うそつきす -嘘をついたらキスをされる呪い-
「そういえば、」
合同体育の授業も終盤。最後のグループであるA組男子が測定の準備を始めた時、思い出したように菜乃花が呟いた。
「昨日、剣淵くんに会えた?」
「うげ。なんであいつが出てくるの?」
伊達の姿を堪能しとろけた顔をしていた佳乃だったが、剣淵の名前が出てきたことで表情を一転させた。眉間にしわどころか顔をぐちゃぐちゃに歪ませて嫌悪感を丸出しにする。
逃げるように運動場へ視線を送れば、剣淵がスタートラインに立ったところだった。
やる気のない態度が伝わってくる大きなあくびをして、首をぐるぐると回している。そしてだるそうにしながらも身をかがめてクラウチングスタートの姿勢をとった。
「放課後に剣淵くんと会ってね、慌てていたから声をかけたの。そうしたら――」
運動場に集まっていた生徒たちがしん、と息を呑んで見守る。
A組の転校生は運動神経がいいと話題になっていたため注目が集まっている剣淵だったが、本人はさほど気にしていないようだ。先生の合図にあわせて腰を浮かせ、前傾姿勢となる。
そして。
「佳乃ちゃんを探している、って言っていたの」
菜乃花が言うと共に、笛の音がした。
弾かれるように剣淵が走り出す。
それは速く。まばたき一つしている間に、他の男子たちとの距離が開いた。ただ前だけを向いて駆け抜けていく。それはわずか数十秒だけの、運動場の支配者。

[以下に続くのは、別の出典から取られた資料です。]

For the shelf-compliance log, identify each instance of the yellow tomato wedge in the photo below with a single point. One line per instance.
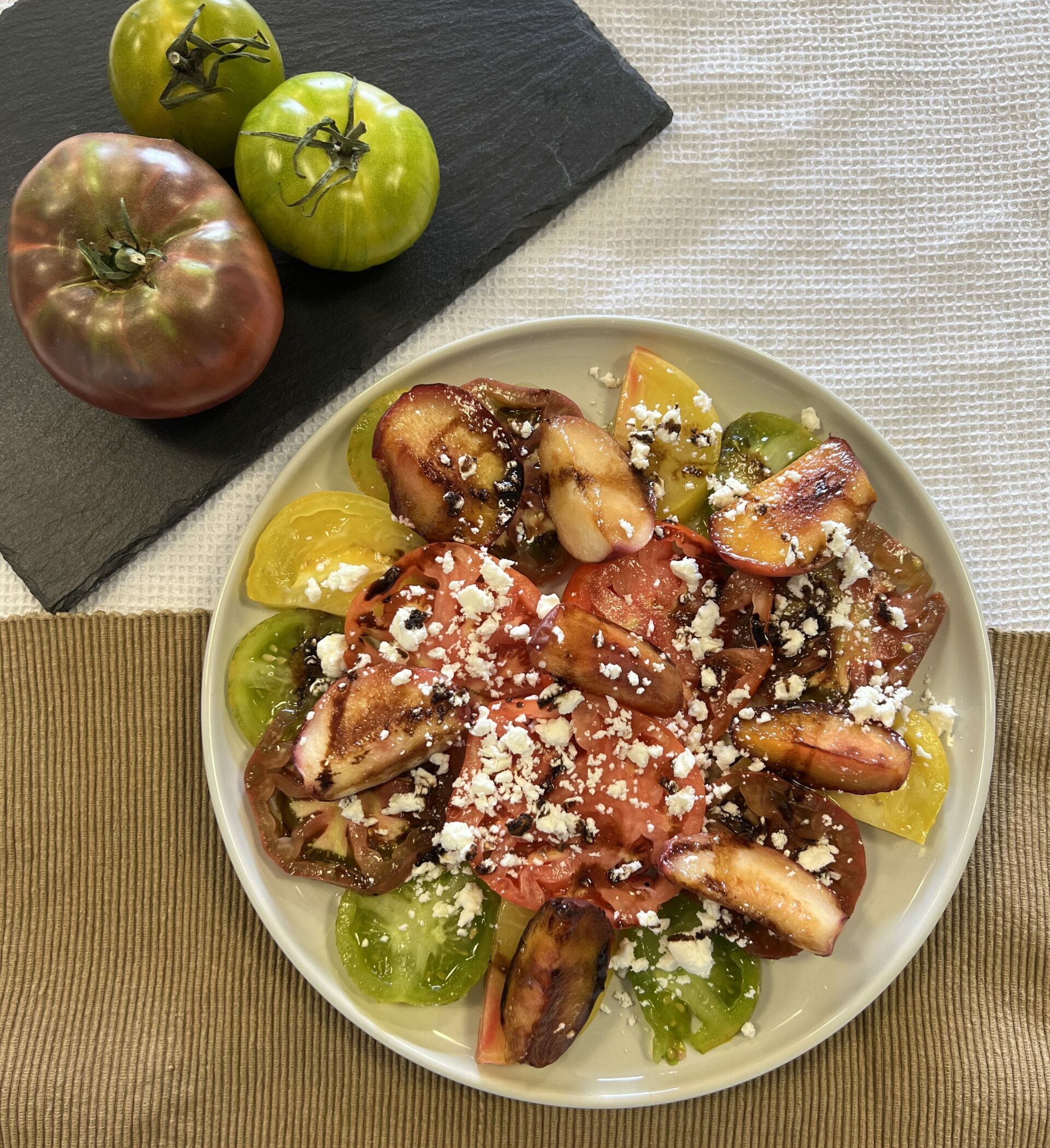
(683, 447)
(319, 549)
(363, 469)
(911, 811)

その姿勢も、速さも、昨日のことも。佳乃が思っていたものとは違っていたのだ。凪いでいた心に、風が吹きぬけていく。
呆然として視線は動かせず剣淵に向けたまま。駆け抜けていった菜乃花の言葉に聞き返す。
「探し物って、私……? ど、どうして……」
「理由は教えてくれなかったけど――直接、聞いてみたらどう?」
剣淵のことは嫌いだ。なのにどうして、佳乃に関わってくるのだろう。
出会ってから今日まで、佳乃の不幸に絡んでくる剣淵は嵐のようだと思った。
桜の花が風に流れてゆったり散るような春ではなく、猛スピードで駆け抜けていく嵐、突風。
「わー、剣淵くんすごいね。速いなあ、男子トップのタイムじゃない?」
菜乃花の感嘆も佳乃の耳には入らない。
笛の音が聞こえたから。
いや、聞こえていたのだ。それは何日も前から。
佳乃にしか聞こえない、ずっとずっと遠くの方で。嘘のように爽やかに響く笛の音、なにかがはじまる合図。